The next morning when Gaites came down to breakfast he had a question which solved itself contrary to his preference as he entered the dining-room. He was so early that the head waiter had to jump from his own unfinished meal, and run to pull out his chair; and Gaites saw that he left at his table the landlord's family, the clerk, the housekeeper, and Miss Axewright. It appeared that she was not only staying in the hotel, but was there on terms which indeed held her above the servants, but separated her from the guests.
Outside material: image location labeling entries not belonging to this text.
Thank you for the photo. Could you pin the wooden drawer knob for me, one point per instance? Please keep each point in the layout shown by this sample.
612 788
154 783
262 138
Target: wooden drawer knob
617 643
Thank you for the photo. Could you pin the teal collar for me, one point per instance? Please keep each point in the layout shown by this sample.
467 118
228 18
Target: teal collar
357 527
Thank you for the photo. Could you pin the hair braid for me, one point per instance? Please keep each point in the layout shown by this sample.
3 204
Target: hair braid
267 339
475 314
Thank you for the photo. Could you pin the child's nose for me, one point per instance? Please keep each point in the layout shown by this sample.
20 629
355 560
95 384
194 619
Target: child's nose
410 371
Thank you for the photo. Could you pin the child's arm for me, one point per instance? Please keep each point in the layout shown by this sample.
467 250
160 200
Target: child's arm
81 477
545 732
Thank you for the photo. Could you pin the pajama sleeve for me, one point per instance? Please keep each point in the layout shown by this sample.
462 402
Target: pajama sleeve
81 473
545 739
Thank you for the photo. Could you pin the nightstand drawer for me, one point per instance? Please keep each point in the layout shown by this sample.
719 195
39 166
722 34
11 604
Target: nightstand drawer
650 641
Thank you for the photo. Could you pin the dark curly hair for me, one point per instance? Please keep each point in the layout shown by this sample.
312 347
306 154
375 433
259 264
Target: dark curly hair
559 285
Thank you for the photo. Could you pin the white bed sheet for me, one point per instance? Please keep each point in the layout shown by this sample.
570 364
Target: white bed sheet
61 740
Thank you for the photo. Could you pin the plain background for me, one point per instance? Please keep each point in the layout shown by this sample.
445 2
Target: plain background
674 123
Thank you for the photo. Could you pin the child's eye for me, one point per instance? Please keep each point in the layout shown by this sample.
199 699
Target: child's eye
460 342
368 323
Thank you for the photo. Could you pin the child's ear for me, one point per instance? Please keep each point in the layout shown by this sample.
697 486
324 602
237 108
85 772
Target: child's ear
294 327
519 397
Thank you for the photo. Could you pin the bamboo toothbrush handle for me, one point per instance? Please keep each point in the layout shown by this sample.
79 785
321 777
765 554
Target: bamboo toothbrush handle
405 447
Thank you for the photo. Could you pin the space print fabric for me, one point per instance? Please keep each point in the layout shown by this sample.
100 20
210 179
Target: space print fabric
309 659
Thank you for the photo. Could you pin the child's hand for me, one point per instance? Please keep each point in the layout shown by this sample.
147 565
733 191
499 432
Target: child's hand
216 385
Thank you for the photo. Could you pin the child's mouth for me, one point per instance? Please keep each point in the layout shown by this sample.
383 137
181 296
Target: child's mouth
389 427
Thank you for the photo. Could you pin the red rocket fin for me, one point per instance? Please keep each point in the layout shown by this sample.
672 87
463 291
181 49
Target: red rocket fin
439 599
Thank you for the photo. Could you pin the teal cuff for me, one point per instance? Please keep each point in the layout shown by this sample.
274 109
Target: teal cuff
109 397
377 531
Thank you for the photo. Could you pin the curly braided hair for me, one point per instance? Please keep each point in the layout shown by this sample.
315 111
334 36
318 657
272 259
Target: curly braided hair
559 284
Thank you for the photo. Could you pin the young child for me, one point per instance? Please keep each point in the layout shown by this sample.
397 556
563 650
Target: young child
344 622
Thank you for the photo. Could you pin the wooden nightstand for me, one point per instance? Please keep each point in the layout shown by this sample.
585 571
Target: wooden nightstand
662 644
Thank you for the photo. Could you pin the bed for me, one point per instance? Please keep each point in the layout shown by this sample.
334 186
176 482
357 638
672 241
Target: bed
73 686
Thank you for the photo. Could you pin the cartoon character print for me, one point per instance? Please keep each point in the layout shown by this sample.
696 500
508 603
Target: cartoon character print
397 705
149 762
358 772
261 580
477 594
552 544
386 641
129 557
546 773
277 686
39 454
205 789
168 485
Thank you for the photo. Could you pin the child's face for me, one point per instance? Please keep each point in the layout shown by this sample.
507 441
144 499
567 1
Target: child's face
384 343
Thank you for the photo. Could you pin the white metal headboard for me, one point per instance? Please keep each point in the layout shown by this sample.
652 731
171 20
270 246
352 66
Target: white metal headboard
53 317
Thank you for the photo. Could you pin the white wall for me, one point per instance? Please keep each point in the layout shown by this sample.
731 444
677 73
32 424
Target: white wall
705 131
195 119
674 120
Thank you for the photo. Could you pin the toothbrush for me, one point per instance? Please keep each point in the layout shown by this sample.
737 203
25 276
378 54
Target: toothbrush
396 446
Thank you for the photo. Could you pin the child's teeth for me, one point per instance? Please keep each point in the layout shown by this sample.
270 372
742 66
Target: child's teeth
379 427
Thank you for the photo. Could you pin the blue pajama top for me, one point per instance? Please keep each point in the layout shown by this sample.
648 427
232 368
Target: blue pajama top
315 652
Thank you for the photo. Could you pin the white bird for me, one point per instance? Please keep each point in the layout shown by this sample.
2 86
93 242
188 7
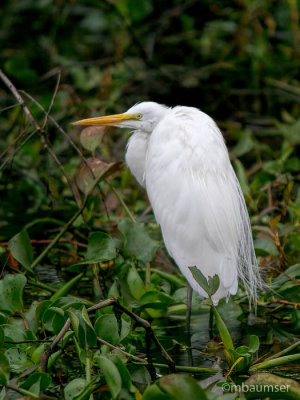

He hardly knew how to dissemble the feeling of humiliation mixed with indignation which flashed up in him, and which, he was afterwards afraid, must have made him seem rather curt in his response to the head waiter's civilities. Miss Axewright left the dining-room first, and he hurried out to look her up as soon as he had despatched the coffee and steak which formed his breakfast, with a wholly unreasoned impulse to offer her some sort of reparation for the slight the conditions put upon her. He found her sitting on the veranda beside the friendly tabby of his last night's acquaintance, and far, apparently, from feeling the need of reparation through him. She was very nice, though, and after chatting a little while she rose, and excused herself to the tabby, with a politeness that included Gaites, upon the ground of a promise to Miss Desmond that she would come up, the first thing after breakfast, and see how the piano was getting along.

When she reappeared, in her hat, at the front of the Inn, Gaites happened to be there, and he asked her if he might walk with her and make his inquiries too about the piano, in which, he urged, they were mutually interested. He had a notion to tell her all about his pursuit of Miss Desmond's piano, as something that would peculiarly interest Miss Desmond's friend; but though she admitted the force of his reasoning as to their common concern in the fate of the piano, and had allowed him to go with her to rejoice over its installation, some subtle instinct kept him from the confidence he had intended, and they walked on in talk (very agreeable talk, Gaites found it) which left the subject of the piano altogether intact.